# **Working with DF (DataFrame)**

**`Udemy Course: Best Hands-on Big Data Practices and Use Cases using PySpark`**

**`Author: Amin Karami (PhD, FHEA)`**

---

**DataFrame (DF)**: Schema (named columns) + declarative language. A DataFrame is a Dataset organized into named columns. It is conceptually equivalent to a table in a relational database. DataFrames can be constructed from a wide array of sources such as: structured data files, tables in Hive, external databases, or existing RDDs. It is very efficient for strucutred data.

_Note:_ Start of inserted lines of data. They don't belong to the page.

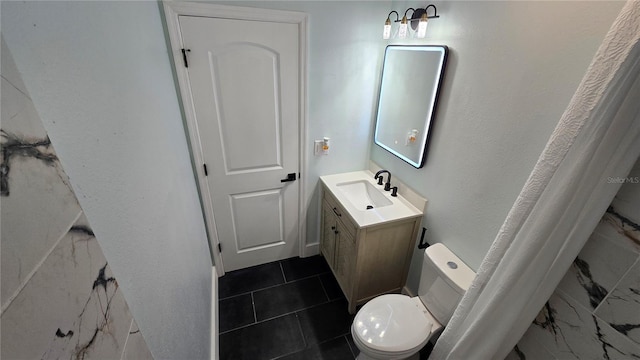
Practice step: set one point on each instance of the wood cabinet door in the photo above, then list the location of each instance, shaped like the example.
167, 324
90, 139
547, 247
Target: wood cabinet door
344, 258
328, 239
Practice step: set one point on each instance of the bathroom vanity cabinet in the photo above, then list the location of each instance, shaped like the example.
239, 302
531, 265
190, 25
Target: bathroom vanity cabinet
367, 260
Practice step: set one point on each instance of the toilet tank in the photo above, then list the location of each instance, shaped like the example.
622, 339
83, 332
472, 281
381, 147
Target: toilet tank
444, 279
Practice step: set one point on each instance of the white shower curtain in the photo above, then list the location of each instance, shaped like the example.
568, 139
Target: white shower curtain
598, 137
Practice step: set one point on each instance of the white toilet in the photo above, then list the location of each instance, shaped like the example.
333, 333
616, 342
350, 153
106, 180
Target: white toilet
395, 326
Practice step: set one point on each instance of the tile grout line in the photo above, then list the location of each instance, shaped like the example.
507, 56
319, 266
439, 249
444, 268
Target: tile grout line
29, 276
282, 271
323, 288
353, 351
253, 306
615, 286
126, 341
294, 312
271, 287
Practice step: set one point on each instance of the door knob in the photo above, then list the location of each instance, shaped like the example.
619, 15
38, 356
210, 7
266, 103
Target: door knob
290, 177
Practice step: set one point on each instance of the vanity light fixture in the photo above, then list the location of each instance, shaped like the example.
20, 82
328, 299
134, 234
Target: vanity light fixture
418, 20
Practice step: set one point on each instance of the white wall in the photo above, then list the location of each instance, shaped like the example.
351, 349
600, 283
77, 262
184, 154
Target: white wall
99, 76
512, 69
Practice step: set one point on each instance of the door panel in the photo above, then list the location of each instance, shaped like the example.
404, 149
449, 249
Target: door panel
260, 66
258, 219
244, 82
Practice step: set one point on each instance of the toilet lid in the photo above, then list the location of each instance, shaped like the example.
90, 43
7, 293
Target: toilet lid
392, 323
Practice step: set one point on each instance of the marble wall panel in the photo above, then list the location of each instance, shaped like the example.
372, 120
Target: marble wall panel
595, 311
621, 309
38, 205
59, 298
71, 308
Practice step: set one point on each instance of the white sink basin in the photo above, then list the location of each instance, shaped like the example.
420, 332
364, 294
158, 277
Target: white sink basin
363, 195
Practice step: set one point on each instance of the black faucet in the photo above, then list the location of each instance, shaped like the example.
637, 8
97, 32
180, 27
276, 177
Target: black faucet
379, 177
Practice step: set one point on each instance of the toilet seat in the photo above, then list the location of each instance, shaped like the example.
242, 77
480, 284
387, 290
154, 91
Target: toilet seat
393, 325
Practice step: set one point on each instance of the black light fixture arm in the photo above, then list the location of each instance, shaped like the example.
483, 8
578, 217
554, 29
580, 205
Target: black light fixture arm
397, 16
435, 12
417, 13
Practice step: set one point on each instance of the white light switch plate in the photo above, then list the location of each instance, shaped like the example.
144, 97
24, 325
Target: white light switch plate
317, 147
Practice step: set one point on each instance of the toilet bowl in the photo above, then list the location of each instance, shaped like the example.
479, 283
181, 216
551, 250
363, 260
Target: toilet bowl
395, 326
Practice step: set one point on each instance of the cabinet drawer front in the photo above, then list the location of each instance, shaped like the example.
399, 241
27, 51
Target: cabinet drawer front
340, 212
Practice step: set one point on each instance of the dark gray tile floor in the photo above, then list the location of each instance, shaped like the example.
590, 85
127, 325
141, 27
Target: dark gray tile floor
289, 309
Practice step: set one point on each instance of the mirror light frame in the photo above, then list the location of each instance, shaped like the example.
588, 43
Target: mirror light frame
444, 50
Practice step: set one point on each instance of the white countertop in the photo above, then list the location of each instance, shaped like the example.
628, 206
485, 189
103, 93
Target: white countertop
400, 209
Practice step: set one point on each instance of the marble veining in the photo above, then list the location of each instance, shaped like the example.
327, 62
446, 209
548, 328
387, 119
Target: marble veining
595, 311
59, 298
624, 226
595, 291
13, 146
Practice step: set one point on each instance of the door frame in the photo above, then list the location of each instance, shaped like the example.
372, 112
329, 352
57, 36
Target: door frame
172, 11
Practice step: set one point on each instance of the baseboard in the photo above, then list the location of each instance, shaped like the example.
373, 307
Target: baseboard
214, 315
406, 291
311, 249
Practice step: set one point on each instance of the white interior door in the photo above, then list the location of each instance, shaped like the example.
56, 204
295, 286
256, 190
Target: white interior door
244, 84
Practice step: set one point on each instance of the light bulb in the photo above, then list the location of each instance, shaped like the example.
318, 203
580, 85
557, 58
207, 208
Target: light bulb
387, 29
422, 26
402, 32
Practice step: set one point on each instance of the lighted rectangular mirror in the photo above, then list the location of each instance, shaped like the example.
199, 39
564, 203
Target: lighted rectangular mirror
411, 79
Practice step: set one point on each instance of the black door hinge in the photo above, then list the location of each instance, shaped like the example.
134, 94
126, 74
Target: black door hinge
184, 57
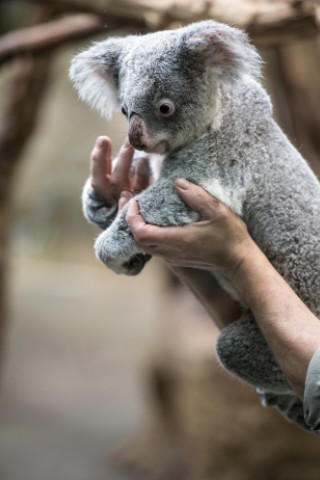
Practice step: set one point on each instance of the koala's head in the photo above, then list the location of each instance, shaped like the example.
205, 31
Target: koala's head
167, 83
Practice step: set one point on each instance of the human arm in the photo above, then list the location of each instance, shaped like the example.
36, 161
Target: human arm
220, 241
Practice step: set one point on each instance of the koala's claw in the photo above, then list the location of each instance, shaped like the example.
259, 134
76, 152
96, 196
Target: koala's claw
95, 208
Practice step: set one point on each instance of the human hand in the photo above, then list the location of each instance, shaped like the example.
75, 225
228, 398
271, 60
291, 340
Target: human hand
219, 240
122, 182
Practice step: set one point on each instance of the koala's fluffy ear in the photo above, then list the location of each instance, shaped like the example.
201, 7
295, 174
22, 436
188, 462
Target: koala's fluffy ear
226, 49
94, 73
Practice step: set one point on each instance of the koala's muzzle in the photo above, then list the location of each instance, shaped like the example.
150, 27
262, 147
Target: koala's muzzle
135, 264
138, 136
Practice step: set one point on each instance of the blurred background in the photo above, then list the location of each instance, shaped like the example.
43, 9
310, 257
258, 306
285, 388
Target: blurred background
108, 377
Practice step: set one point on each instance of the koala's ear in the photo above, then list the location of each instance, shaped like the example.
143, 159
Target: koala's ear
226, 49
94, 74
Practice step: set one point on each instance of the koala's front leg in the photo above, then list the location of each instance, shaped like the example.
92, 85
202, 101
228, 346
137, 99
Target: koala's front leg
118, 250
95, 208
160, 205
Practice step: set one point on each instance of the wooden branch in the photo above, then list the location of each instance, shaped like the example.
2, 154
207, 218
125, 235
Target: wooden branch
267, 21
49, 35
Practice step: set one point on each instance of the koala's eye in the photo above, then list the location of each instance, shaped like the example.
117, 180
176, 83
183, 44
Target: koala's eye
166, 108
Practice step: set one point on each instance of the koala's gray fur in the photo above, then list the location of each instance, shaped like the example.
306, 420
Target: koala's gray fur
220, 136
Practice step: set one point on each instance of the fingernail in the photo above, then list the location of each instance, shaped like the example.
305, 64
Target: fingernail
102, 142
127, 144
182, 183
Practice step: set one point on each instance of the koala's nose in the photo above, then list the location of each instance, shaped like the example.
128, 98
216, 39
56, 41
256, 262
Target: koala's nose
137, 131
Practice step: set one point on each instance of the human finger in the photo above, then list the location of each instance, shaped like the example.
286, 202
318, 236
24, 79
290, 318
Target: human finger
100, 165
142, 175
124, 198
121, 173
144, 233
199, 200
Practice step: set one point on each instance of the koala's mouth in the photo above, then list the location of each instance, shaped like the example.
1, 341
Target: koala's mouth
136, 264
160, 147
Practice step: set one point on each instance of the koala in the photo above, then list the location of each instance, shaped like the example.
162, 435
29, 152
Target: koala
193, 96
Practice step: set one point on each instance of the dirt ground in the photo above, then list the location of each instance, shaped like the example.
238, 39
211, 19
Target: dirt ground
72, 389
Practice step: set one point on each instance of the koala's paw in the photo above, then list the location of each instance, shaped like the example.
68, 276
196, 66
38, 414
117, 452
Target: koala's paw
95, 208
119, 252
242, 350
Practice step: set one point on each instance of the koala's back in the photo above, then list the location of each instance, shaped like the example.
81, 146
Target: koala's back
282, 211
250, 164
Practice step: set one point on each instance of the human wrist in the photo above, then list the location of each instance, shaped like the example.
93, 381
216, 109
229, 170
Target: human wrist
244, 256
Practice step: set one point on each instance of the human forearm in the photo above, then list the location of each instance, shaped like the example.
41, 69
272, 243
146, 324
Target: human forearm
222, 308
289, 327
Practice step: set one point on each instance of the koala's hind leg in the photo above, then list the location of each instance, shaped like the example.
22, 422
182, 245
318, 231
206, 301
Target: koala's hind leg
242, 350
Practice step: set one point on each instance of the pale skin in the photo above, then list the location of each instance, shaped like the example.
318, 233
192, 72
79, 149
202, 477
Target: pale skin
220, 241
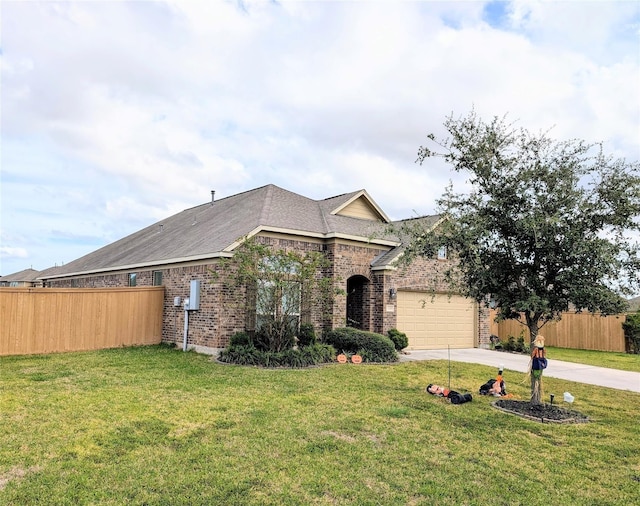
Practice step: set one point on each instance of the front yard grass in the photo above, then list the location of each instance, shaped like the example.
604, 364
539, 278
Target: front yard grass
613, 360
154, 425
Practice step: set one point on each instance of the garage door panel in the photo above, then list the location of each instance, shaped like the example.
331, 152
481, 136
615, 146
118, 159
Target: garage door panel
436, 322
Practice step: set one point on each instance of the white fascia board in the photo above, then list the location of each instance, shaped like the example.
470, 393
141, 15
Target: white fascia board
140, 265
316, 235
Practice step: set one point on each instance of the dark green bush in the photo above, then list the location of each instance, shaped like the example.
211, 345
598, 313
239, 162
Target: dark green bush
518, 345
372, 347
399, 339
240, 339
275, 334
306, 335
302, 357
631, 327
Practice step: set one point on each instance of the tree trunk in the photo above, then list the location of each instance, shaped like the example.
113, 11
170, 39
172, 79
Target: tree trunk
536, 382
536, 389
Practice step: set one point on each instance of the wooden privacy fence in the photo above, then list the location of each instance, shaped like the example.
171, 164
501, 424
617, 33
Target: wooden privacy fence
48, 320
583, 331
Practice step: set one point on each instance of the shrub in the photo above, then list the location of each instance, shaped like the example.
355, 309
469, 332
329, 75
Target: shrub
240, 339
372, 347
275, 334
399, 339
518, 345
302, 357
631, 327
306, 335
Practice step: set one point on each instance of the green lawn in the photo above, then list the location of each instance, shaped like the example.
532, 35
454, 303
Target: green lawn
622, 361
153, 426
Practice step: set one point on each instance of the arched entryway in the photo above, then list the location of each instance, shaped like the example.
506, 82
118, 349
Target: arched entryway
358, 311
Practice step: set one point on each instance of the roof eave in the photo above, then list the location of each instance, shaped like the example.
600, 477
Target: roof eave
128, 267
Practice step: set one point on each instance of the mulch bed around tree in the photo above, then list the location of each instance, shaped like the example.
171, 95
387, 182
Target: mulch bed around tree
544, 413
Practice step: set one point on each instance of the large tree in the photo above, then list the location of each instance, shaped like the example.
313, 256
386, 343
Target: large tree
543, 227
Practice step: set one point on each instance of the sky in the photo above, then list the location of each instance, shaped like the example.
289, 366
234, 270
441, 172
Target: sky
117, 114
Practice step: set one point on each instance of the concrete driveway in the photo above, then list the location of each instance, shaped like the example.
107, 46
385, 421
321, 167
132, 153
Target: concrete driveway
612, 378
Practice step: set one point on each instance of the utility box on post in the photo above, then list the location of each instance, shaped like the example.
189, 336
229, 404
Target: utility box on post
194, 296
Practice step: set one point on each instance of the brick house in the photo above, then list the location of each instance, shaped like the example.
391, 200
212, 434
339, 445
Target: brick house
350, 229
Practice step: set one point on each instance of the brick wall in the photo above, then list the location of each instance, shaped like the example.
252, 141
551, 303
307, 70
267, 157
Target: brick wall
222, 310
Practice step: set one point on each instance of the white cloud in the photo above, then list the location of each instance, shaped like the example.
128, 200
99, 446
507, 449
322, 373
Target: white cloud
122, 113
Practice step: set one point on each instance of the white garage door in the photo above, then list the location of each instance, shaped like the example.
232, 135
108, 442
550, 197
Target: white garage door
435, 323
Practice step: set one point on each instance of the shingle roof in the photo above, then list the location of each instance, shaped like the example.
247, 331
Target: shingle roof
213, 229
27, 275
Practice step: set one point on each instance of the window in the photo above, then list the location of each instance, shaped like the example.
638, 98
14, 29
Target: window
278, 301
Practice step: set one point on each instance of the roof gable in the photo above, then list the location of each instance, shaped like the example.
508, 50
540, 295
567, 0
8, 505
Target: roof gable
214, 229
356, 205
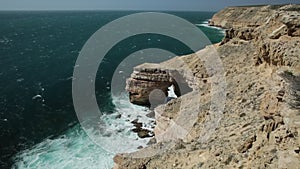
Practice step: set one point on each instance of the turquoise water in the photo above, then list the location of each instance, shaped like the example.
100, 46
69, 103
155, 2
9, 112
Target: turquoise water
38, 50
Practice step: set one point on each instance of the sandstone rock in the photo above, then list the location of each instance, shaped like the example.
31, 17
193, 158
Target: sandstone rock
260, 125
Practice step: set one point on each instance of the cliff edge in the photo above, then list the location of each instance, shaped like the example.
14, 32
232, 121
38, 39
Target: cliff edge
260, 124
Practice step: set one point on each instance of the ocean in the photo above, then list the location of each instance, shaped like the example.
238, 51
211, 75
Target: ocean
38, 51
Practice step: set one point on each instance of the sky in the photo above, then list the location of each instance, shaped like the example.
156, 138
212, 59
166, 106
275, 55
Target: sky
174, 5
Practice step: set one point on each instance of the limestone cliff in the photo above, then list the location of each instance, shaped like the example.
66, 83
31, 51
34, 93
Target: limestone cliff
260, 124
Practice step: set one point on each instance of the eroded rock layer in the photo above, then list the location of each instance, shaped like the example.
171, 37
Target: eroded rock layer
260, 125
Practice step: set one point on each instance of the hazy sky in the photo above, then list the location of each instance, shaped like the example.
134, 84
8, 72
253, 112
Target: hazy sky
196, 5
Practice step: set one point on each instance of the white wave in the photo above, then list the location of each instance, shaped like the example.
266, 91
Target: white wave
72, 150
75, 149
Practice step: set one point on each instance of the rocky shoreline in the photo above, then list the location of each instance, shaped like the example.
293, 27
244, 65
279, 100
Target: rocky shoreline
260, 124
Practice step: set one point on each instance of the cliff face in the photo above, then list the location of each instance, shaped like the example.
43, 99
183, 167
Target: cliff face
260, 125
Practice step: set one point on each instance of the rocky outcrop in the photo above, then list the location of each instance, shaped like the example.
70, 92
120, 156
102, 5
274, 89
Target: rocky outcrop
144, 79
149, 83
260, 124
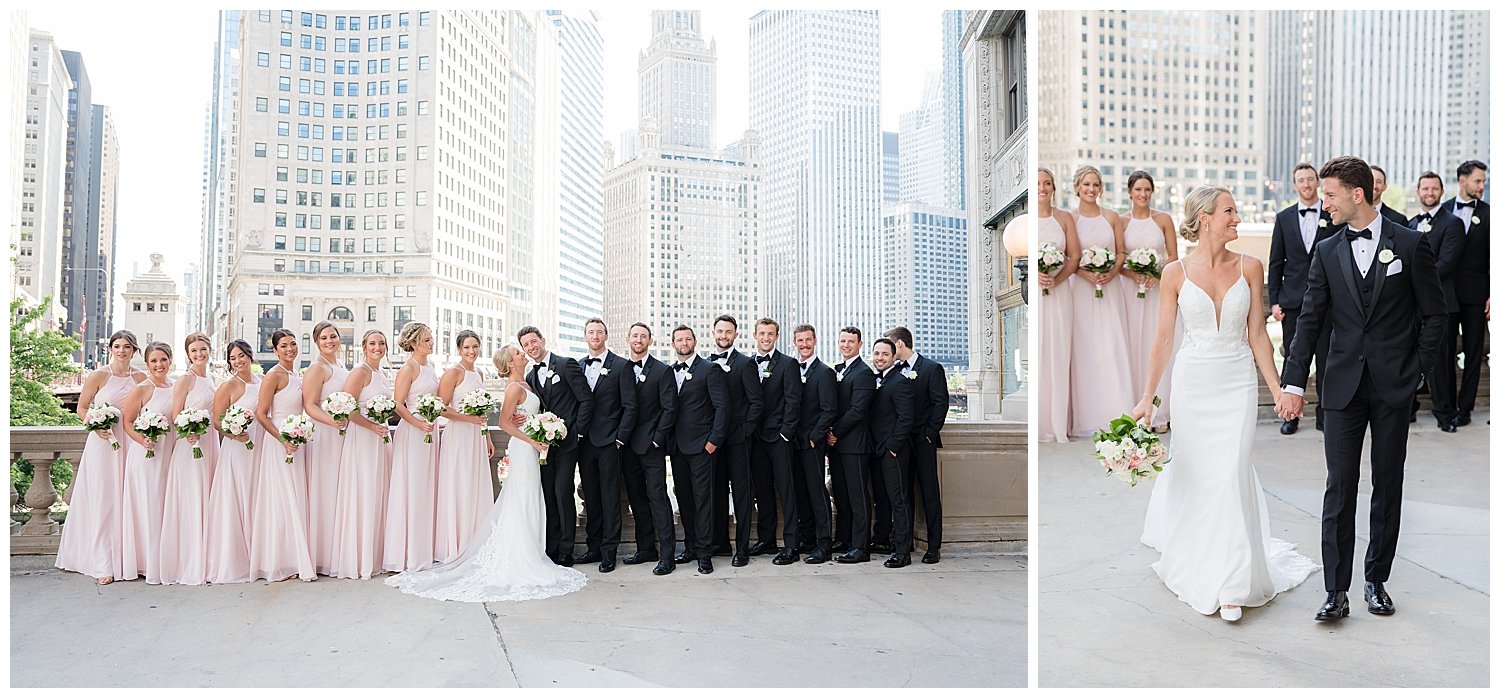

source: https://spark.apache.org/docs/latest/sql-programming-guide.html

source: https://spark.apache.org/docs/latest/api/python/reference/

In [0]:
########## ONLY in Colab ##########
!pip3 install pyspark
########## ONLY in Colab ##########

In [0]:
# Linking with Spark (https://spark.apache.org/docs/latest/api/python/reference/pyspark.sql.html)
import pyspark
from pyspark.sql import SparkSession

spark = SparkSession.builder.master("local[*]").getOrCreate()

spark

# **Part 1: Create DF and Basic Operations**

In [0]:
# Create/Load DF: (Spark automatically scans through the files and infers the schema of the dataset)
# data source: https://www.kaggle.com/thec03u5/fifa-18-demo-player-dataset

df1 = spark.read.format("csv").load("CompleteDataset.csv", inferSchema=True, header=True)

In [0]:
# Show data:
df1.show()

In [0]:
# How many partitions in DF?
df1.rdd.getNumPartitions()

In [0]:
# Increase/Desrease the partitions in DF
df2 = df1.repartition(4)
df2.rdd.getNumPartitions()

In [0]:
# Show DF
df2.show()

In [0]:
# Rename Columns and Amend NULLs:
df2 = df2.withColumnRenamed("_c0", "id") \
    .withColumnRenamed("Ball control", "Ball_control") \
    .withColumnRenamed("Sliding tackle", "Sliding_Tackle")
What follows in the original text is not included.